All in a day's work for a Lefty protestor (JACK TAYLOR/AFP via Getty Images)

If you were making the case for the right to protest, it couldn’t have had a worse ending: a police van on fire, two women filmed squatting to piss at the feet of riot cops, a man arrested for allegedly carrying a homemade spear, and 40 injuries suffered by officers. What had started in Bristol as a peaceful rally against the crime and policing bill ended as a riot outside Bridewell Police Station, then spilled into days of disorder.
If you were Priti Patel, of course, this was, if not exactly a desirable ending, certainly a helpful illustration of what the Policing and Crime Bill can claim to be defending the public from. Of course the right to protest is a sacrosanct part of an open democracy, she said; but not this thuggishness, not this criminality, not this violence. Whoever argues against the bill now — and there are serious arguments to be made — will have to make their case against the image of a police van blazing in the night while protesters cheered the destruction.
But while you can make a cynical argument that the scenes in Bristol serve Patel’s more authoritarian interests, you can’t accuse her of having willed them into being. There was violence in Bristol because some people came out wanting violence, and they got it. Protests attract a kind of hanger-on who don’t truly care about the politics, but love a ruck. They don’t usually have anything as ostentatious as a homemade spear to give themselves away, but they’re always there, a shadow of aggro trailing every left-wing demonstration.
Violence is exciting. That crackle in the air, the surge of adrenaline: it feels good. The pure purpose in making a weapon of yourself. The very few times I’ve successfully faced down a physical confrontation (and being five-foot-one and female, it’s not exactly something I’ve gone looking for) it’s always left me shaken but elated. Staying on my feet when muggers tried to snatch my handbag, or shouting something sarcastic at masked anti-feminists who’d turned out to disrupt a talk I was giving then scampering to safety — those are things I remember with a shiver of pleasure as well as fear.

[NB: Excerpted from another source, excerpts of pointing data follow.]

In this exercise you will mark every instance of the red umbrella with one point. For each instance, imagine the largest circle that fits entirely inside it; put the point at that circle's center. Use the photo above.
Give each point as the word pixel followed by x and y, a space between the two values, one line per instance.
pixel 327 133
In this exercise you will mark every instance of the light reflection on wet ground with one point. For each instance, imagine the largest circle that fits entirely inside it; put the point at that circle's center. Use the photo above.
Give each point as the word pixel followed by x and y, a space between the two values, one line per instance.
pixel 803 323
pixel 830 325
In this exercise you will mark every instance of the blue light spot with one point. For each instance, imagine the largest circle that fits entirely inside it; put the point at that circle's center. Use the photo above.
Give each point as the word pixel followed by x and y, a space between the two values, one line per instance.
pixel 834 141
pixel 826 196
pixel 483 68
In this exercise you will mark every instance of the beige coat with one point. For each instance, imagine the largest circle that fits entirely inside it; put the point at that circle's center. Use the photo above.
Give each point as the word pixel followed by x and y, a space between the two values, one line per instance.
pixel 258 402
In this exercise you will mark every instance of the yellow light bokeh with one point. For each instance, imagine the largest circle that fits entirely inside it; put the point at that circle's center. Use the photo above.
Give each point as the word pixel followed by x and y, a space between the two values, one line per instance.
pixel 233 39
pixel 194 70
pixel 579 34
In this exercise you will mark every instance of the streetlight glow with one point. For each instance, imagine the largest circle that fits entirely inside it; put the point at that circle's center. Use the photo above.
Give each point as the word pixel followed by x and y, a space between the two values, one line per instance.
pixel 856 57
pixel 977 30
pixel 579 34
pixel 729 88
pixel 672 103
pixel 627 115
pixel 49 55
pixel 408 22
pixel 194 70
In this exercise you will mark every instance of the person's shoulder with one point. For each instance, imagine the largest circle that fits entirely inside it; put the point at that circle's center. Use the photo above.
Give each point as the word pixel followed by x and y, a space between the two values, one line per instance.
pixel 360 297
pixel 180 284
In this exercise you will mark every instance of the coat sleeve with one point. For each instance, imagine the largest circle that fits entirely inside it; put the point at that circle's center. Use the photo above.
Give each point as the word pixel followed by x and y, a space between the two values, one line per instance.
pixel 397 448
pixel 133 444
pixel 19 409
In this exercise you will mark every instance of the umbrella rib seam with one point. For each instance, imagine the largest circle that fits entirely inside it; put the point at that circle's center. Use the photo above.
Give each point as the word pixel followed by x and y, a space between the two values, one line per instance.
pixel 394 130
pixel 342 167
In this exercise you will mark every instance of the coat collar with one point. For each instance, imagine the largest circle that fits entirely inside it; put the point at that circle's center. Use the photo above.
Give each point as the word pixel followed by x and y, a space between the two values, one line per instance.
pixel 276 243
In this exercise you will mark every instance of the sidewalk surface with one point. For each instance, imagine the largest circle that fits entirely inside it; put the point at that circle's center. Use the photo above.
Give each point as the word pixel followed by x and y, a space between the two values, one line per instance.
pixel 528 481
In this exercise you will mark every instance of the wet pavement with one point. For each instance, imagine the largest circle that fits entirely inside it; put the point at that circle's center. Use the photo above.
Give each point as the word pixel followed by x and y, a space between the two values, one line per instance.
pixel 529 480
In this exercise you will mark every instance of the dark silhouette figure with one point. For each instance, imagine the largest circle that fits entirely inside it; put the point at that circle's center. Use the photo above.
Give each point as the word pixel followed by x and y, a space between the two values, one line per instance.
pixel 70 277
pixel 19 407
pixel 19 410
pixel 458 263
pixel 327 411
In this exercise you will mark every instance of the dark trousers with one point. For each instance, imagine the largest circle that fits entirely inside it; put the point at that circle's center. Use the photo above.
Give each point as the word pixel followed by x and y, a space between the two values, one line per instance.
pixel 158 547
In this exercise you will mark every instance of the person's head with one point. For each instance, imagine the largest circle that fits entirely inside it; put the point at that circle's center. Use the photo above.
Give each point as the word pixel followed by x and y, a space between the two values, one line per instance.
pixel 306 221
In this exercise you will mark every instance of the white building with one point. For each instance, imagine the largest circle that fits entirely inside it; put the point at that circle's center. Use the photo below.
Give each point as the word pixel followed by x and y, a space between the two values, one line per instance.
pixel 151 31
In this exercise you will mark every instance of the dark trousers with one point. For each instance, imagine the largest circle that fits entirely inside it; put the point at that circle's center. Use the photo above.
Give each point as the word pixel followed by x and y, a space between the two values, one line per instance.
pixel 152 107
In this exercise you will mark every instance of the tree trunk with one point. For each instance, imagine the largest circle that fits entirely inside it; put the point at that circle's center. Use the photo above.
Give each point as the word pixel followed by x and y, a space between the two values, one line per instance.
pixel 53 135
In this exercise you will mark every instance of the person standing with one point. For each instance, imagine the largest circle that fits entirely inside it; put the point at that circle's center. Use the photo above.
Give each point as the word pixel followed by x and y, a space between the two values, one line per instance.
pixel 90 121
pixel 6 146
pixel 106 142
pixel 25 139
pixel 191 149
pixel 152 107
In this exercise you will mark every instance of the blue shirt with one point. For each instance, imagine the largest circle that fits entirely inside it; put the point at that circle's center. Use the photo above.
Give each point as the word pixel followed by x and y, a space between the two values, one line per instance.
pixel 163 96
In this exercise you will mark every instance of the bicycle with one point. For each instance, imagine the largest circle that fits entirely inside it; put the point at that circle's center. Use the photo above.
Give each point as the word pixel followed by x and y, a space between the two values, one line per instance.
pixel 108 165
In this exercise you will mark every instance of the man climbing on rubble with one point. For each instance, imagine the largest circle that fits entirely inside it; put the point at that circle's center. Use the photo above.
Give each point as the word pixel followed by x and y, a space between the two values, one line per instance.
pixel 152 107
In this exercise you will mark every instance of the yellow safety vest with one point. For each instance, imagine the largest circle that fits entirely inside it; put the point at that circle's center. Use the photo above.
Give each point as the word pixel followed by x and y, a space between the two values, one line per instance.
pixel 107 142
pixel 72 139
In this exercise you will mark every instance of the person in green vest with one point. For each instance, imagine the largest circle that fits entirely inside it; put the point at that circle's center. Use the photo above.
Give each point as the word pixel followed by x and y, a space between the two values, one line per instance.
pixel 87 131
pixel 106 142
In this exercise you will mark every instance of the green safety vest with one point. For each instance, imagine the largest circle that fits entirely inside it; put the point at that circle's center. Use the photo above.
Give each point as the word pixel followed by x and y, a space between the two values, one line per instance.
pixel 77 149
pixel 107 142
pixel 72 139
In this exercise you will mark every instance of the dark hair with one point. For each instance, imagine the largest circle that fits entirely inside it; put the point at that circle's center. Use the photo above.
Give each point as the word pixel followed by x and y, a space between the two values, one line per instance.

So I suppose I can understand a little of what drives the troublemaking element. I can understand, too, why some people are so infatuated with violence that they look for ways to justify it. Someone broadly supportive of the Bristol protests has two options when it comes to the subsequent riots: you can defend the principle of dissent while deploring the bad actors, which sounds mealy-mouthed and prissy even if it is right; or you could go big and argue that not only is the violence justified, but it actually further demonstrates the justice of the cause.
It’s that latter approach that you’ll find on the far-Left of British politics. After the 2011 riots, there was an impulse to weave the looting and destruction into a story about the deep suffering in British society: if people were compelled to act so outrageously, went the reasoning, they must have something powerful to be outraged by. One of the more bizarre examples of this was the claim that, because most of those arrested in the riots were men, they must have been revolting against the “feminisation” of the economy — as though it isn’t always men who commit most of the violent crime.
In the same spirit, this week saw hard-Left outlet the Canary claiming that: “The people who besieged Bridewell Police station were fighting against state violence and authoritarianism, standing up for freedom and for the oppressed.” In this circular logic, the fact of the riots proves that the riots were legitimate: the violence of the rioters is evidence that they were reacting to the violence of the state.
Sisters Uncut complained that “the media drew a contrast between a moral majority and a small number of violent protesters”, and then set themselves resolutely on the side of the rioters: “The stigmatisation of protesters is a tactic of division that we won’t stand for. It is a fearful response by a state that thrives on division and scarcity.” Meanwhile, Novara hosted a discussion about the “utility of riots”: perhaps this had been counterproductive in the short term, it was mused, but would go on to drive a wider movement.